Método de conversão do preço do ouro
A FXStreet converte os preços internacionais do ouro para rúpias indianas usando USD/INR (a taxa de câmbio entre dólar americano e rúpia indiana) e unidades de medida locais. Os preços são atualizados diariamente no momento da publicação e servem apenas como referência, pois os valores locais podem variar. Bancos centrais (instituições públicas que controlam a moeda e a política de juros de um país) mantêm a maior parte do ouro. Em 2022, bancos centrais adicionaram 1.136 toneladas de ouro, no valor de cerca de US$ 70 bilhões, o maior total anual desde o início dos registros. O ouro costuma se mover na direção oposta ao dólar americano e aos títulos do Tesouro dos EUA (papéis de dívida do governo americano, vistos como investimento de baixo risco). Ele também pode variar em relação a ativos de risco (como ações) e reagir a instabilidade geopolítica (tensões e conflitos entre países), medo de recessão (queda prolongada da atividade econômica) e mudanças nas taxas de juros (o custo do dinheiro definido, em grande parte, pelo banco central).Perspectiva para derivativos de ouro
A expectativa de juros mais baixos está favorecendo o ouro. Depois que o Federal Reserve (banco central dos EUA) indicou uma postura mais “dovish” (mais inclinada a reduzir juros e estimular a economia) no fim de 2025, diante de sinais de desaceleração, o ouro — um ativo que não paga rendimento (não gera juros) — ficou mais atraente.

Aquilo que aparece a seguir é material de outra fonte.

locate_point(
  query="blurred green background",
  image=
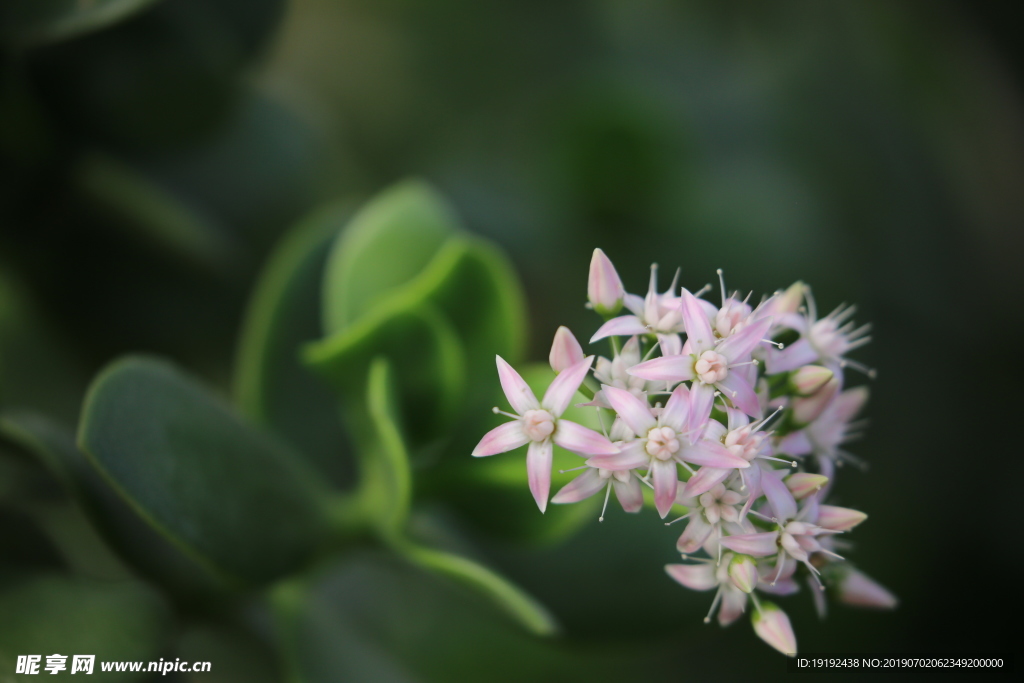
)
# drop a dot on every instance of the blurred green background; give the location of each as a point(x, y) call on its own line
point(152, 154)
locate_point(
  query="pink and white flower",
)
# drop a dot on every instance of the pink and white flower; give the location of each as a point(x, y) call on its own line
point(707, 361)
point(541, 425)
point(665, 437)
point(655, 313)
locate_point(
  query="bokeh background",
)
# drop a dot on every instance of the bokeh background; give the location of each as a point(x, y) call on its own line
point(872, 148)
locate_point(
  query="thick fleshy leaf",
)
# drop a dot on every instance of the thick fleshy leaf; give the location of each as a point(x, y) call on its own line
point(697, 326)
point(501, 439)
point(387, 244)
point(665, 477)
point(26, 23)
point(539, 471)
point(376, 617)
point(151, 213)
point(559, 394)
point(519, 395)
point(272, 387)
point(129, 535)
point(470, 292)
point(580, 439)
point(666, 369)
point(624, 326)
point(114, 621)
point(426, 357)
point(758, 545)
point(634, 412)
point(582, 487)
point(694, 577)
point(629, 493)
point(227, 495)
point(501, 592)
point(385, 477)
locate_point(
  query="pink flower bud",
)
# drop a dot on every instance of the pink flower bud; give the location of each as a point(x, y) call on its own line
point(565, 350)
point(743, 572)
point(807, 409)
point(803, 484)
point(604, 289)
point(809, 379)
point(839, 519)
point(772, 626)
point(860, 590)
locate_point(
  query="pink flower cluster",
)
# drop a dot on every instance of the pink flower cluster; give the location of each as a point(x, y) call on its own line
point(735, 415)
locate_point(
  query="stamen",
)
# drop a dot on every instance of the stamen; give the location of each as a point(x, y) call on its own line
point(714, 604)
point(678, 519)
point(607, 493)
point(765, 421)
point(701, 291)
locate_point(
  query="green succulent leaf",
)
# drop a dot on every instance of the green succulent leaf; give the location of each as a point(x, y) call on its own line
point(126, 532)
point(271, 385)
point(477, 485)
point(115, 621)
point(426, 357)
point(229, 496)
point(33, 22)
point(387, 244)
point(146, 210)
point(511, 599)
point(385, 486)
point(374, 616)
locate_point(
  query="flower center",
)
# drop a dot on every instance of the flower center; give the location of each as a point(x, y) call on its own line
point(662, 442)
point(538, 425)
point(743, 443)
point(712, 367)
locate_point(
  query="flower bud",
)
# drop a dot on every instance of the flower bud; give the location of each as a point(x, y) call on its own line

Não dá para ignorar a demanda contínua de bancos centrais, que ajuda a sustentar o preço. Dados oficiais mostraram que bancos centrais, principalmente em mercados emergentes (países em desenvolvimento com mercados financeiros em crescimento), adicionaram mais de 950 toneladas às reservas em 2025, mantendo a tendência forte de compras vista em 2022 e 2023. Essa compra estratégica reforça um movimento de diversificação para reduzir a dependência do dólar e adiciona estabilidade ao mercado de ouro. A incerteza também está aumentando o interesse pelo ouro como “porto seguro” (investimento buscado em momentos de turbulência). Houve maior volatilidade (oscilações fortes de preço) nas bolsas no primeiro trimestre deste ano, com o S&P 500 (índice que reúne 500 grandes empresas dos EUA e serve como termômetro do mercado) sem direção clara após desempenho estável no fim de 2025. Esse cenário favorece movimentos de busca por segurança, beneficiando o ouro. Para as próximas semanas, a visão é positiva para derivativos de ouro. Derivativos (contratos financeiros cujo valor depende do preço de um ativo, como o ouro) incluem opções. Operadores podem considerar comprar opções de compra (call; contrato que dá o direito de comprar o ativo por um preço definido até uma data) para aproveitar uma possível alta e limitar o risco. Dado o cenário macroeconômico (condições gerais da economia, como juros, crescimento e inflação), pagar um prêmio (o preço da opção) para se proteger contra uma alta forte pode ser uma estratégia prudente.